Russian President Vladimir Putin has promised to set up a panel of inquiry into the suspected nerve-agent poisoning of prominent Kremlin critic Alexei Navalny, Italian Prime Minister Giuseppe Conte said in an interview published Thursday.
Germany said last week it has “unequivocal evidence” that Navalny, 44, was poisoned with a nerve agent from the Novichok family. On Thursday, Conte told Italy’s Il Foglio daily that “the German government’s position coincides with that of Italy and Europe.”
“President Putin assured me that Russia is willing to clarify what happened, I anticipate that he’ll set up a committee of inquiry,” Conte said.
He added that Putin told him he was ready to cooperate with the German authorities.
Kremlin spokesman Dmitry Peskov said Thursday that Putin had informed Conte about a preliminary inquiry into the incident with Navalny, adding that Russia sees no legal grounds for opening an investigation.

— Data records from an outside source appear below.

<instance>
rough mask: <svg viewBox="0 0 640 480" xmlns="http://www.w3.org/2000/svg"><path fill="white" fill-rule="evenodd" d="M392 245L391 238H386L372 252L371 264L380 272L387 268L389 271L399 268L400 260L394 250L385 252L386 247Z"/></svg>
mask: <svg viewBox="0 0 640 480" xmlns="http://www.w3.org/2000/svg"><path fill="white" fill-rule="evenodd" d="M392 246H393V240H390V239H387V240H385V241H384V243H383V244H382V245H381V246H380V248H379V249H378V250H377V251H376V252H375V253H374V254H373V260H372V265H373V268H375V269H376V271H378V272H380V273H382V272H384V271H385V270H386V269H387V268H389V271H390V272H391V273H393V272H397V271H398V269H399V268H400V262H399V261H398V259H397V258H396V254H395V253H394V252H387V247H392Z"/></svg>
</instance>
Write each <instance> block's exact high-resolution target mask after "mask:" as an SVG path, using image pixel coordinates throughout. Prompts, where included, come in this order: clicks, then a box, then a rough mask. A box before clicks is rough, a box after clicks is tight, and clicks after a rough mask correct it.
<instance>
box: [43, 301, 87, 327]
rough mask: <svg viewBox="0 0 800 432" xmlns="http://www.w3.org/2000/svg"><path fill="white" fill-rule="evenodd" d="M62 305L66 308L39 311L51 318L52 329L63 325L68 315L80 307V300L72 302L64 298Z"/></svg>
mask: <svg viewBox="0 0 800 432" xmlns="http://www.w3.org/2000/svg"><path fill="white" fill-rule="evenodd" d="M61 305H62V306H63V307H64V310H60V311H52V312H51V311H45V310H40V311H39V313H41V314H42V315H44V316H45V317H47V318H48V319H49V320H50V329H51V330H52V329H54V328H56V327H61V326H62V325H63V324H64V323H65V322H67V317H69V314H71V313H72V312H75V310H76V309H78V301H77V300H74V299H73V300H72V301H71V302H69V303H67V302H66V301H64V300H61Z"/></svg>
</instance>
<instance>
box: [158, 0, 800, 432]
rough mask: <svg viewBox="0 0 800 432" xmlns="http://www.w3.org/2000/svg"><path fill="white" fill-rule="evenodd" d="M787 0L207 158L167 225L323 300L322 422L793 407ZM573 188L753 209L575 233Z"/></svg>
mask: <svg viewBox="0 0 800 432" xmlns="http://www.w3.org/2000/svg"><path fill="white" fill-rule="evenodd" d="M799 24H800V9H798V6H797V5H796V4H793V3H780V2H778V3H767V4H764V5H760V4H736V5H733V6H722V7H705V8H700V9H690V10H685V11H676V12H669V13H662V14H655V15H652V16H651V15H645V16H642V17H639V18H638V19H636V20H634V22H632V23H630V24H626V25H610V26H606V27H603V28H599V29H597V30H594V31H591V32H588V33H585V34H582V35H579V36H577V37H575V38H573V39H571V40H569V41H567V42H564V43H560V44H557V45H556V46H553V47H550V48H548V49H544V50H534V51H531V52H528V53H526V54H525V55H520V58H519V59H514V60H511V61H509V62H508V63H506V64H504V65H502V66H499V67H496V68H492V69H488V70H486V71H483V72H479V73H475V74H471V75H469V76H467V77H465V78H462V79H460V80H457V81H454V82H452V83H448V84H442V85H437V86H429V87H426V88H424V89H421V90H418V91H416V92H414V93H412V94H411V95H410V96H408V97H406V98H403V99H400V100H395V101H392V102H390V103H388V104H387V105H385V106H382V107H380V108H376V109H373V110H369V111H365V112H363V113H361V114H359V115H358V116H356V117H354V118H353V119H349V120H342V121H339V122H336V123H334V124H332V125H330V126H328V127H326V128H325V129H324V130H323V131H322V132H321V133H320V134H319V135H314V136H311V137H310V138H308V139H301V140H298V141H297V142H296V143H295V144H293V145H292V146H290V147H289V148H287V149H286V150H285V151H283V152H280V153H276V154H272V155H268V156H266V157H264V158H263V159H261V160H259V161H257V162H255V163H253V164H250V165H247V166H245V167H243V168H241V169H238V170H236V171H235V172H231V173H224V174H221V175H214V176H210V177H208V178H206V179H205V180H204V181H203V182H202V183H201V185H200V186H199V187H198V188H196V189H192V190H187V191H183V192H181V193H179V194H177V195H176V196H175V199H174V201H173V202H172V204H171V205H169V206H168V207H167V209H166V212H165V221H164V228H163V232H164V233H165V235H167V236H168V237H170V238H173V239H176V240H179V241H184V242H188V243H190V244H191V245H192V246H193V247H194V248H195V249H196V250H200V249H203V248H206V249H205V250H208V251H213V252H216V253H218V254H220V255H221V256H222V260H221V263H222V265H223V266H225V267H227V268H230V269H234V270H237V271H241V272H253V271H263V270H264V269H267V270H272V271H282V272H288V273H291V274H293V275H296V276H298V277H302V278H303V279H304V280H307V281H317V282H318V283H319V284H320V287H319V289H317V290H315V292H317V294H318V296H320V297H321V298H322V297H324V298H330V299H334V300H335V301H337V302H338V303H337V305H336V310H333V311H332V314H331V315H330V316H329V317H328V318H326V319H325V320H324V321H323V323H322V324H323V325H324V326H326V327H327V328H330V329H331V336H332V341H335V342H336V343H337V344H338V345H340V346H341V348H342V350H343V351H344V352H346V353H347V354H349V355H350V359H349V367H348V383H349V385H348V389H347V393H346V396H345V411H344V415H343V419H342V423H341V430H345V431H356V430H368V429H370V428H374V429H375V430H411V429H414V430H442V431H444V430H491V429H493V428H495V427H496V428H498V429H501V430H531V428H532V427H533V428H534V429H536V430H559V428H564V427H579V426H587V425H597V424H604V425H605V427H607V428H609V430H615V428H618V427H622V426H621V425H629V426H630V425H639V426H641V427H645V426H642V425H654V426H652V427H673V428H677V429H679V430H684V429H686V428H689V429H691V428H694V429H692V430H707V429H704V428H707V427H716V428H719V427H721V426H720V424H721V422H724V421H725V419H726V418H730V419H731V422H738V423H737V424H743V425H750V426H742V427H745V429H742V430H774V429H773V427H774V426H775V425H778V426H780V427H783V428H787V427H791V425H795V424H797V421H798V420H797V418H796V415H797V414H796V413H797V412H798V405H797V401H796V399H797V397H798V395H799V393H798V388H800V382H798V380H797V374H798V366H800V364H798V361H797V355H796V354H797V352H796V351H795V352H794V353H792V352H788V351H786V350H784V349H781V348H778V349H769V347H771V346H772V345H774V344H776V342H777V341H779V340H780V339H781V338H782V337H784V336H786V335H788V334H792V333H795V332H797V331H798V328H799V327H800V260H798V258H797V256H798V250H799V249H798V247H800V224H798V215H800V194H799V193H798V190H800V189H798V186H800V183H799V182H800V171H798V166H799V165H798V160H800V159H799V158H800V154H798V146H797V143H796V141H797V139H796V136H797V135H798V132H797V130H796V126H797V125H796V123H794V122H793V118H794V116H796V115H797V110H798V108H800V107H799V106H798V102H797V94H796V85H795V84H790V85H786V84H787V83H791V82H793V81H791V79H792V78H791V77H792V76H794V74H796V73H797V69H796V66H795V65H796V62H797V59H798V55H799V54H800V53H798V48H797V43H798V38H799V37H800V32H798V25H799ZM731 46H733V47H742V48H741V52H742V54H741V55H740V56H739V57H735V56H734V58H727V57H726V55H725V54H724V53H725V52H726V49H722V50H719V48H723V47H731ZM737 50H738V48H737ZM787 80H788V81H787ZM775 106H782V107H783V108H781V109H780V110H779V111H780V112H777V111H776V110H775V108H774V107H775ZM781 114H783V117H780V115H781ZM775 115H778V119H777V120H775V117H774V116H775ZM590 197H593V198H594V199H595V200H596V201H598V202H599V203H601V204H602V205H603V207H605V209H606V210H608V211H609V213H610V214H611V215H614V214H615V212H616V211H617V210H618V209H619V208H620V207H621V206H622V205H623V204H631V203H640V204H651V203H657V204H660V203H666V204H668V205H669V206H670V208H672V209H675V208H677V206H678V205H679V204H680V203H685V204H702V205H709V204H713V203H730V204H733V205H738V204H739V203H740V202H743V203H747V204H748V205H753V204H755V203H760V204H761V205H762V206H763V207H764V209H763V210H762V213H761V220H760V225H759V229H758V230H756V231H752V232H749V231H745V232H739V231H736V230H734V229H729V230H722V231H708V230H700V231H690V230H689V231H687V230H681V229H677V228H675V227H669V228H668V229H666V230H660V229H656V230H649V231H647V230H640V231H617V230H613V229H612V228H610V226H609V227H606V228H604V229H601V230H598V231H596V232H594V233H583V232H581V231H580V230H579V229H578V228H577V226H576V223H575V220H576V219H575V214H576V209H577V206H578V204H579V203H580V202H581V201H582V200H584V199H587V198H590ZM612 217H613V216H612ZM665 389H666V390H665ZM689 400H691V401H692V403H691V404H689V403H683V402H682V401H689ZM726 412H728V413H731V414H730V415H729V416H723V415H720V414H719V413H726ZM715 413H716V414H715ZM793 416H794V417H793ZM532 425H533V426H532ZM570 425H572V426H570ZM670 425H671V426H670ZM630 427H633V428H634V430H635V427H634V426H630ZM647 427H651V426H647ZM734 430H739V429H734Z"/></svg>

Peskov said he did not rule out a “misunderstanding” between the two leaders.
A Kremlin readout of the leaders’ Aug. 26 call notes that Putin “expressed interest in a thorough and impartial investigation of all the circumstances of the incident.” It emphasized Putin’s rejection of “premature and unsubstantiated” accusations that the Russian state played a role in Navalny's assassination attempt.
Conte’s office released an even more brief recap of the call, saying “Covid-19, Belarus, eastern Ukraine, Libya, Navalny's case and bilateral relations were the main topics of the talks.”
Navalny fell seriously ill on a flight from Siberia to Moscow on Aug. 20, prompting the pilots to make an emergency landing in the city of Omsk.
Doctors at the Omsk hospital where Navalny was treated for two days before being flown to Germany maintain that no traces of poison were found in his system.
Russian officials have said they have seen no proof that Navalny was poisoned while Navalny's allies have called for a criminal probe into the poisoning.
A Russian court last week rejected his allies' complaint that authorities had failed to open a criminal investigation into the attempted murder. The court said that investigators had passed their complaint to a regional branch.
Russia's Foreign Ministry summoned Germany's ambassador to Moscow on Wednesday to demand further information about Navalny’s treatment in Berlin. The ministry's spokeswoman alleged this week that Germany was “bluffing” in asserting that Navalny was the victim of an assassination attempt.